Pagi itu saya bergegas, setengah berlari menuju tap gate stasiun Rawabuntu. Pukul 06.07 kereta menuju Rangkasbitung akan berhenti, lalu melanjutkan perjalanannya. Dua menit sebelum kereta datang, saya sudah sampai, dan duduk di bangku peron.
Petugas memberi kabar lewat pengeras suara, bahwa kereta yang sedang saya tunggu akan segera datang. Saya berdiri, tak lama commuterline datang, lalu berhenti. Saya segera menuju pintu, lalu pintupun terbuka. Beberapa orang turun. Setelah penumpang turun, barulah giliran saya masuk kedalam gerbong.
Saat pagi hari rangkaian kereta yang melaju ke arah Rangkasbitung selalu kosong. Tiap deret hanya terisi setengah dari kapasitas. Saya berjalan di dalam gerbong untuk mencari tempat duduk yang nyaman. Tempat dimana antara saya dengan penumpang lainnya berjarak.
Sayapun menghempaskan badan ini untuk duduk setelah menemukan tempat yang nyaman. Jarak saya dan penumpang lain tidak terlalu dekat, andai tertidur dan mendengkurpun, orang duduk di samping saya tak akan terganggu. Begitu pula sebaliknya.
Sama seperti penumpang lain, saya membuka handphone. Membaca satu persatu pesan grup yang masuk. Mengisi perjalanan dengan membaca pesan grup biasa dilakukan. Pada saat sibuk, jarang sekali bisa melakukan itu.
Perjalanan hampir tigapuluh menit berlalu, saya baru sadar ada penumpang lain di sebrang tempat duduk saya, kami duduk berhadapan. Perempuan muda dengan pakaian seksi yang duduk tepat di depan saya. Kulitnya putih, sangat kontras dengan kaus hitam ketat yang dikenakan. Bagian atas kaus yang dikenakan agak rendah. Menggoda, tapi tak boleh terus dipandang. Saya harus pindah posisi ke deretan kursi lain.

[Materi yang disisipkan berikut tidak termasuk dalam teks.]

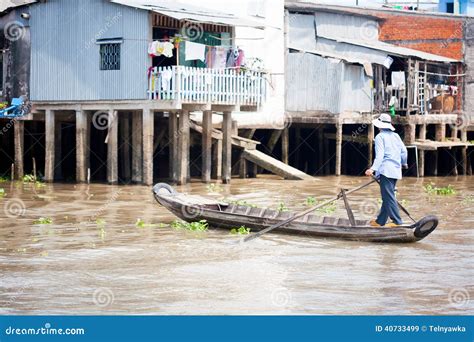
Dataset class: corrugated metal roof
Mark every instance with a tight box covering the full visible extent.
[288,45,384,66]
[0,0,36,13]
[110,0,266,28]
[323,35,460,63]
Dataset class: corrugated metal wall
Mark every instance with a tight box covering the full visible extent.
[286,53,343,113]
[314,12,379,42]
[286,53,371,114]
[30,0,149,101]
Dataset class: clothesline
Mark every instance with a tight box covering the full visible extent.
[124,37,233,48]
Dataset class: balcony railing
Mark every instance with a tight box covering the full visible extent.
[148,66,266,107]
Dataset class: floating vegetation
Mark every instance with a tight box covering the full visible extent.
[230,225,251,235]
[135,218,167,228]
[0,176,9,183]
[95,218,106,227]
[22,174,45,188]
[226,199,258,208]
[276,201,289,212]
[304,197,336,214]
[206,183,223,193]
[423,183,456,196]
[171,219,208,232]
[98,227,106,240]
[33,217,53,225]
[0,188,5,198]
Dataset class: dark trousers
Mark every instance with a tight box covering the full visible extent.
[376,175,402,225]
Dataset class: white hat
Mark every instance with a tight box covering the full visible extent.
[372,113,395,131]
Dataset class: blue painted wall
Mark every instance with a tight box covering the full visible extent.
[29,0,150,101]
[438,0,474,15]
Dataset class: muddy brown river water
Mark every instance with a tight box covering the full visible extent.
[0,175,472,314]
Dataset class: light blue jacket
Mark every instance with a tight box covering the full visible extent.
[370,129,408,180]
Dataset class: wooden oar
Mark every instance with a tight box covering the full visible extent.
[243,178,378,242]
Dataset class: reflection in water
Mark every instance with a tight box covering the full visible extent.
[0,176,472,314]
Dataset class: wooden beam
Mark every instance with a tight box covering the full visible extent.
[107,109,118,184]
[177,110,189,185]
[13,120,24,180]
[222,111,232,184]
[282,127,289,164]
[202,110,212,183]
[267,130,282,154]
[44,109,55,182]
[419,124,426,177]
[367,123,374,168]
[142,108,154,186]
[76,110,88,182]
[335,123,342,176]
[168,113,178,183]
[131,111,143,183]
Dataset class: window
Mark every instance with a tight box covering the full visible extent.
[446,2,454,13]
[100,43,121,70]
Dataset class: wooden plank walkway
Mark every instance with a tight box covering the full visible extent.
[242,149,313,180]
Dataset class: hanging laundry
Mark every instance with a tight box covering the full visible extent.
[148,41,174,58]
[235,48,245,67]
[391,71,405,88]
[161,69,173,91]
[226,48,238,67]
[185,41,206,61]
[214,46,228,69]
[161,42,174,58]
[148,41,158,56]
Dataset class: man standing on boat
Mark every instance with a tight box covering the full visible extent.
[365,113,408,227]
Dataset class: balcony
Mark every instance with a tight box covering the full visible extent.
[148,66,266,108]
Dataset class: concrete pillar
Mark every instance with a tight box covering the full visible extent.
[13,120,24,180]
[335,123,342,176]
[168,113,178,183]
[120,113,131,181]
[44,109,55,182]
[177,110,189,185]
[222,111,232,184]
[107,109,118,184]
[142,108,154,186]
[131,111,143,183]
[76,110,88,183]
[201,110,212,183]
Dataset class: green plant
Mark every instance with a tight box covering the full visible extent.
[96,218,106,227]
[171,219,208,232]
[0,188,5,198]
[206,183,223,193]
[423,183,456,196]
[230,225,251,235]
[276,201,289,212]
[226,199,258,208]
[34,217,52,225]
[305,196,316,206]
[0,176,10,183]
[135,218,166,228]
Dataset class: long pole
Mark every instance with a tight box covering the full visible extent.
[244,178,377,242]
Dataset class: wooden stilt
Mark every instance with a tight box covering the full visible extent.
[120,113,131,181]
[461,129,468,176]
[418,124,426,177]
[76,109,88,183]
[222,111,232,184]
[367,123,374,168]
[107,109,118,184]
[54,118,63,180]
[177,110,189,185]
[295,128,301,170]
[318,127,324,174]
[86,112,91,176]
[404,123,416,144]
[142,108,154,186]
[282,127,289,164]
[212,139,222,180]
[201,110,212,183]
[433,151,438,177]
[452,148,459,176]
[168,113,178,183]
[131,110,143,183]
[335,123,342,176]
[44,109,55,182]
[239,157,247,178]
[435,124,446,142]
[13,120,24,180]
[267,130,282,154]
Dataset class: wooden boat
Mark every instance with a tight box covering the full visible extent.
[153,183,438,243]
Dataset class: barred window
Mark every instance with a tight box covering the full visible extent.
[100,43,120,70]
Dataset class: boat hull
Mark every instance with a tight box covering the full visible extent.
[153,183,438,243]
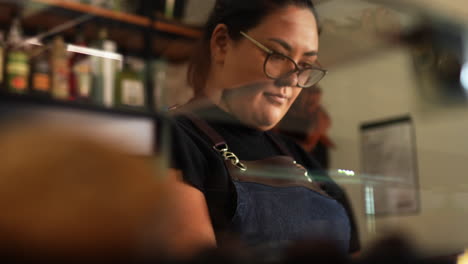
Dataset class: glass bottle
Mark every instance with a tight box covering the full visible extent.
[90,28,117,107]
[29,30,51,97]
[51,36,70,100]
[114,56,145,109]
[5,18,30,94]
[69,29,92,101]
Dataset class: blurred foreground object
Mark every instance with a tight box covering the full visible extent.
[0,122,171,260]
[366,0,468,105]
[458,250,468,264]
[319,0,468,105]
[403,16,468,105]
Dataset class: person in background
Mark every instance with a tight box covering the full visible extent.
[166,0,358,259]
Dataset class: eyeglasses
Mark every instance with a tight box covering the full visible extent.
[240,31,327,88]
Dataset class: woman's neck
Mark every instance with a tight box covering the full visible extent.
[203,77,223,105]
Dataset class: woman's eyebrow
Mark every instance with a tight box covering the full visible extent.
[268,38,292,51]
[304,51,318,57]
[268,38,318,56]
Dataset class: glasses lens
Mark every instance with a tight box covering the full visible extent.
[265,54,296,78]
[298,69,326,88]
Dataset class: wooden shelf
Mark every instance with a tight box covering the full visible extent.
[0,0,201,59]
[30,0,202,39]
[0,91,160,156]
[0,0,202,58]
[33,0,151,27]
[0,91,157,119]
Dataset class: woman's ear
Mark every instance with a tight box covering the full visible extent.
[210,24,231,65]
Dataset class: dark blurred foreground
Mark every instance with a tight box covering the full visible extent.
[0,122,460,264]
[0,235,459,264]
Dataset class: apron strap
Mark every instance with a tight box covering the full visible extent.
[170,99,227,149]
[183,113,247,178]
[185,112,227,149]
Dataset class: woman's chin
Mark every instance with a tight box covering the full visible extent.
[254,112,284,130]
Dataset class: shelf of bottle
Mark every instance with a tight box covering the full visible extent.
[34,0,150,27]
[0,91,158,119]
[30,0,202,39]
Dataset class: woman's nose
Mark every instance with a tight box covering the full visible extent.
[274,71,299,88]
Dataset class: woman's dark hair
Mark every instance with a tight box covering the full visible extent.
[187,0,319,96]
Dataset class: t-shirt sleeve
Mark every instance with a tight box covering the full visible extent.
[158,116,207,192]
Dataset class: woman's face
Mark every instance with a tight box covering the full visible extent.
[216,5,319,130]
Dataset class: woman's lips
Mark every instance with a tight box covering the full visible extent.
[263,92,289,105]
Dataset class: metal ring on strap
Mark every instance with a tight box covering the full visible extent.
[213,144,247,171]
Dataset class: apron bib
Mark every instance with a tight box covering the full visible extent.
[186,114,350,254]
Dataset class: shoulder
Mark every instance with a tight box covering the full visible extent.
[164,114,214,191]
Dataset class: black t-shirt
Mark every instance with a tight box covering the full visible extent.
[168,105,360,252]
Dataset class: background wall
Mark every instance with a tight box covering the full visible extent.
[316,0,468,255]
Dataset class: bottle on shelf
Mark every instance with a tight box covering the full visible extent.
[87,0,108,8]
[109,0,123,12]
[29,44,51,97]
[86,0,117,10]
[69,29,92,102]
[83,0,137,12]
[114,56,145,109]
[51,36,70,100]
[29,29,51,97]
[165,0,176,19]
[154,0,186,20]
[90,28,118,107]
[118,0,139,14]
[5,17,30,94]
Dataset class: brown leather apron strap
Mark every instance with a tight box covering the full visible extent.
[183,113,248,173]
[234,171,330,198]
[169,98,227,148]
[184,113,227,149]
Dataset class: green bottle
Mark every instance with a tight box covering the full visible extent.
[114,57,145,109]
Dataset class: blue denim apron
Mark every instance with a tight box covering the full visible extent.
[188,115,350,256]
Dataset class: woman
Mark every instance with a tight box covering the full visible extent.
[167,0,355,257]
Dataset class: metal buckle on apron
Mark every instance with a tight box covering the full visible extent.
[213,143,247,171]
[293,161,313,182]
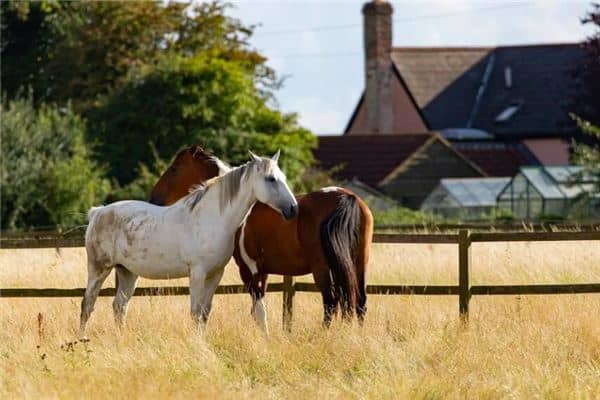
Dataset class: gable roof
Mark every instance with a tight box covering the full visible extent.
[314,134,432,187]
[314,133,484,187]
[453,141,539,177]
[391,43,584,138]
[343,63,430,135]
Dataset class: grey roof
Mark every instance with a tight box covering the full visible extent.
[391,44,584,138]
[437,177,510,207]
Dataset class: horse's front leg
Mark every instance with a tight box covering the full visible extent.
[189,266,208,328]
[199,266,226,324]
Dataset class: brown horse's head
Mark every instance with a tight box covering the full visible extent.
[149,145,228,206]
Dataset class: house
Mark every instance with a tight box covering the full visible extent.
[313,0,586,209]
[421,177,511,219]
[344,1,583,163]
[497,166,598,219]
[315,0,584,208]
[315,133,485,208]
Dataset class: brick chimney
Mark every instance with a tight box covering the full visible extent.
[362,0,393,134]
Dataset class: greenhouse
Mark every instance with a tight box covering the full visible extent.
[496,166,598,219]
[421,177,511,219]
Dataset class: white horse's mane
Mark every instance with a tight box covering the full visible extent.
[179,160,259,211]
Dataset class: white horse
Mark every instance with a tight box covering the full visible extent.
[80,151,298,336]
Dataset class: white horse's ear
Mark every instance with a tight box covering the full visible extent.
[249,151,261,162]
[271,149,280,163]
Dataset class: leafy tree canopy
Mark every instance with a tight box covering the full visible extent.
[573,3,600,125]
[572,115,600,191]
[1,0,275,114]
[2,0,317,208]
[88,53,315,190]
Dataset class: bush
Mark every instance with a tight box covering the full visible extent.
[1,95,111,229]
[371,206,442,226]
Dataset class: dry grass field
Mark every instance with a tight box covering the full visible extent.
[1,241,600,399]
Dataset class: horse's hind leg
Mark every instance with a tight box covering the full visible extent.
[355,231,370,324]
[313,267,338,328]
[80,263,112,337]
[356,274,367,324]
[113,265,138,328]
[250,274,269,335]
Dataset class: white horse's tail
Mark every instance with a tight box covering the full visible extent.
[85,206,104,243]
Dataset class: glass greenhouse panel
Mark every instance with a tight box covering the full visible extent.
[544,199,566,216]
[521,168,564,199]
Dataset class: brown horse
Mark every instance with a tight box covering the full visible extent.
[150,145,373,332]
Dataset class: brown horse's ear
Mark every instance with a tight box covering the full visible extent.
[249,151,261,162]
[271,149,280,163]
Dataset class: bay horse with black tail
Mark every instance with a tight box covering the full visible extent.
[150,145,373,333]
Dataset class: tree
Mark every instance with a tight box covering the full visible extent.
[1,1,59,103]
[572,115,600,191]
[88,54,314,190]
[1,95,111,229]
[573,3,600,126]
[1,1,276,113]
[2,1,317,208]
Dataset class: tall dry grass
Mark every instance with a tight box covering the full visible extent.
[1,242,599,399]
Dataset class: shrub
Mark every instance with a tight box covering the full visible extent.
[1,95,111,229]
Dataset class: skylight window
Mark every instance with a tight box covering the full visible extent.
[495,102,522,123]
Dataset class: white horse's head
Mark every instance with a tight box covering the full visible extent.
[248,150,298,220]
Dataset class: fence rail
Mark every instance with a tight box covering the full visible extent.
[1,229,599,329]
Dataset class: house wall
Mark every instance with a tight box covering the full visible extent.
[523,139,570,165]
[346,72,429,134]
[379,141,484,208]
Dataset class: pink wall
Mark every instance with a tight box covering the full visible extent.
[523,139,571,165]
[346,70,428,134]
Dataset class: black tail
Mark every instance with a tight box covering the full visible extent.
[320,194,361,319]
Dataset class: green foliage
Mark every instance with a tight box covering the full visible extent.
[571,115,600,191]
[1,1,275,113]
[371,206,442,226]
[88,54,315,190]
[110,146,169,201]
[1,0,317,225]
[0,1,60,104]
[1,95,111,229]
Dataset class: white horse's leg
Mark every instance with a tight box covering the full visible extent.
[251,296,269,335]
[199,267,226,323]
[80,263,112,337]
[113,266,138,328]
[189,266,208,327]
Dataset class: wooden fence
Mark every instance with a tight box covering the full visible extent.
[1,230,599,330]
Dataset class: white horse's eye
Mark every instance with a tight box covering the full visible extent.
[265,176,276,183]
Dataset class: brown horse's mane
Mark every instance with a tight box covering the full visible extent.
[169,145,216,172]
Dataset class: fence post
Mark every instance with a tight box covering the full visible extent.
[458,229,472,319]
[282,275,295,331]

Dahulu, saat berada dalam situasi ini saya akan bertahan. Sekarang tidak lagi, usia telah mengajari saya untuk tidak seperti itu. Sikap salah dulu, tak boleh di ulang lagi, meski sebenarnya ingin sekali mengulanginya. Hidup telah dan harus berubah. Perubahan bukan sekedar keharusan, tapi kepastian bagi siapa yang mau berfikir. Semoga tetap istiqomah dengan sikap ini.
Tas yang diletakan di kursi diangkat, lalu digendong. Bangkit dari duduk, untuk pindah ke deretan kursi lain. Melangkah ke depan mencari kursi kosong. Deretan yang hanya diduduki dua penumpang saja.
Saya langsung duduk, di sisi kiri seorang bapak usia 40an, dan di kanan seorang pemuda usia duapuluhan. Pemuda di samping saya mengenakan pakaian serba hitam. Di bagian atas, mengenakan ikat kepala dengan motif biru. Ia tak mengenakan alas kaki. Tas dari karung yang sudah lusuh di bungkus kantung plastik hitam yang disorennya.
Ia terlihat santai, sebelah kakinya yang kanan, ditumpangkan pada kaki kirinya. Ia nampak menikmati perjalanan itu.
Bagi kita yang terbiasa mengenakan sepatu atau sandal, berjalan tanpa mengenakan alas kaki akan terasa sakit. Kerikil tajam, dan aspal yang panas, akan terasa mengganggu dan tak nyaman saat melangkah.